- Born: José Ángel Rosabal Fajardo August 1935 (age 90) Manzanillo, Cuba
- Known for: Painting, drawing, engraving, table design
- Movement: Concrete art
- Awards: Mention, Third Latin American Engraving Contest, Galería Latinoamericana, Casa de las Américas, Havana (1964);

= José Ángel Rosabal Fajardo =

Cuban artist (born 1935)

José Ángel Rosabal Fajardo (born August 1935) is a Cuban artist. He works in painting, drawing, engraving and even table design. He was part of the group Diez Pintores Concretos.

==Life==
José Ángel Rosabal Fajardo was born in Manzanillo, Cuba in August 1935.
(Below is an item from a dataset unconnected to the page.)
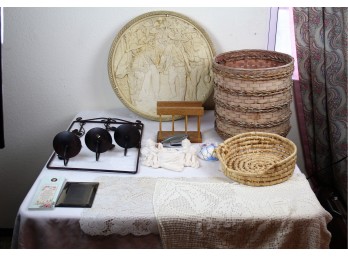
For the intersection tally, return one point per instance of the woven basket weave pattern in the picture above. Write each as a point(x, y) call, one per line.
point(257, 158)
point(252, 92)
==Individual exhibitions==
He has had many exhibitions of his pieces. The first one was in 1959 named "Exposición Rosabal". Galería del Prado, Havana, Cuba. In 1972 he exhibited his works at the Oller Gallery, New York City, United States.

==Collective exhibition==
He was part of the group selected to participate in the Segunda Bienal Interamericana de México. Palacio de Bellas Artes, Museo Nacional de Arte Moderno, Mexico City, Mexico, 1960. He was also a participant in the Third Latinamerican Engraving Contest celebrated at the Galería Latinoamericana, Casa de las Américas, Havana, Cuba, in 1964. A year later he was in the Second American Engraving Biennial . Museo de Arte Contemporáneo, Universidad de Chile, Santiago, Chile.

==Awards==
He got a mention in the Third Latinamerican Engraving Contest, Galería Latinoamericana, Casa de las Américas, Havana, Cuba in 1964, and other prizes and honors in the same institution.

==Collections==
His works can be found among others in the Casa de las Américas (Havana), the Pérez Art Museum Miami, United States, and in the Taller Experimental de Gráfica (TEG), in Havana, Cuba.